Pub Date: Oct. 3rd, 2005
ISBN: 0-15-101123-0
Publisher: Harcourt

A picaresque odyssey about a shape-shifter—a kind of goofy Orlando—who embodies the upheaval of three decades.

Leifur Nils Kristjansson St. Marie du Cotton is born in the mid-20th century to a black mother and a globe-trotting Icelander. This Nordic oddity is raised in a Delta dirt-farm setting that recalls Steve Martin’s The Jerk. He falls in love with Angelina, the daughter of a racist, and joins voting drives and civil-rights marches. From his New Orleans aristocratic grandmother, Celeste, he inherits the ability to read minds.

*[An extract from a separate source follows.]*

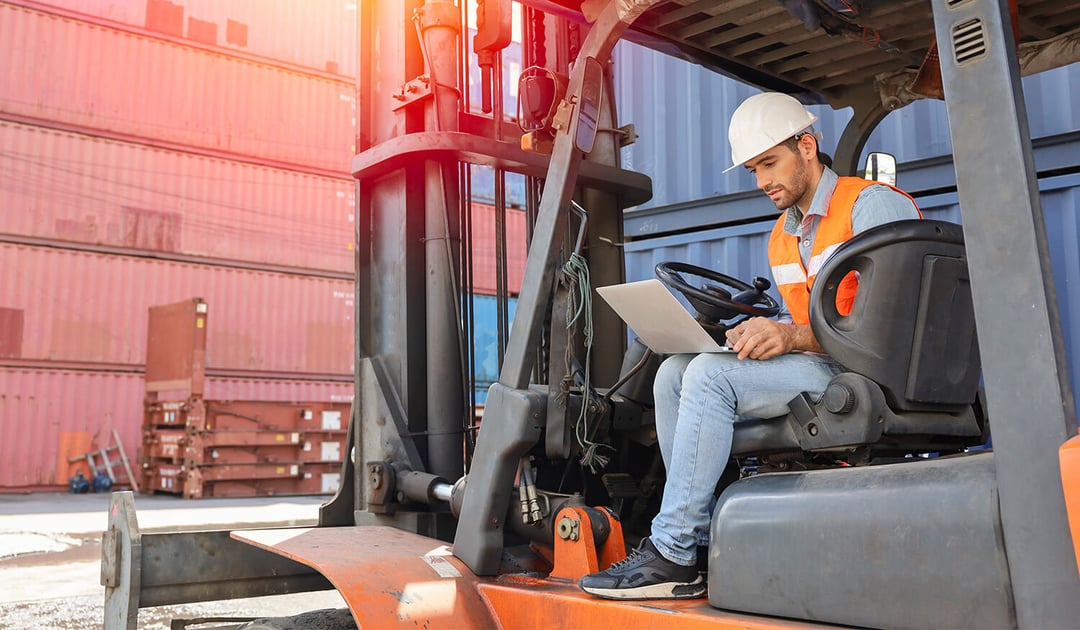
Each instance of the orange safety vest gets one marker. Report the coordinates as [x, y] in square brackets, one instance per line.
[793, 280]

The narrator is beguiling, and the contortionist linguistic feats performed by this southern-fried, neurologically challenged savant are riveting. Ambushed by his paramour’s father and the latter’s Klan cohorts, he is left for dead, his battered body dumped on a freight car and shipped north. Rescued by a St. Louis brain surgeon, he takes on a new identity, Lee McCoy, white man. After being drafted, he is assigned to a special unit called the Beige Berets, dedicated to psychological warfare through telepathy. A clairvoyant buddy, Ethan, slips him some sports results that will secure Lee’s financial future. But when a car accident damages his penis, he undergoes surgery and, courtesy of the defrocked but talented renegade Doc Gene, becomes a woman. From there, the only logical destination is San Francisco, where Lee is adopted by a teahouse coven of radical lesbian feminists who reject her when they learn she’s a porn starlet. Then it’s love and domesticity with a mousy journalist covering the Patty Hearst brouhaha. At some point the narrator’s skin darkens naturally as a result of estrogen treatment, and there is a final reckoning with mentors and tormentors alike.

A bit of Touched By an Angel sanctimony near the end scarcely dampens the antic entertainment offered here.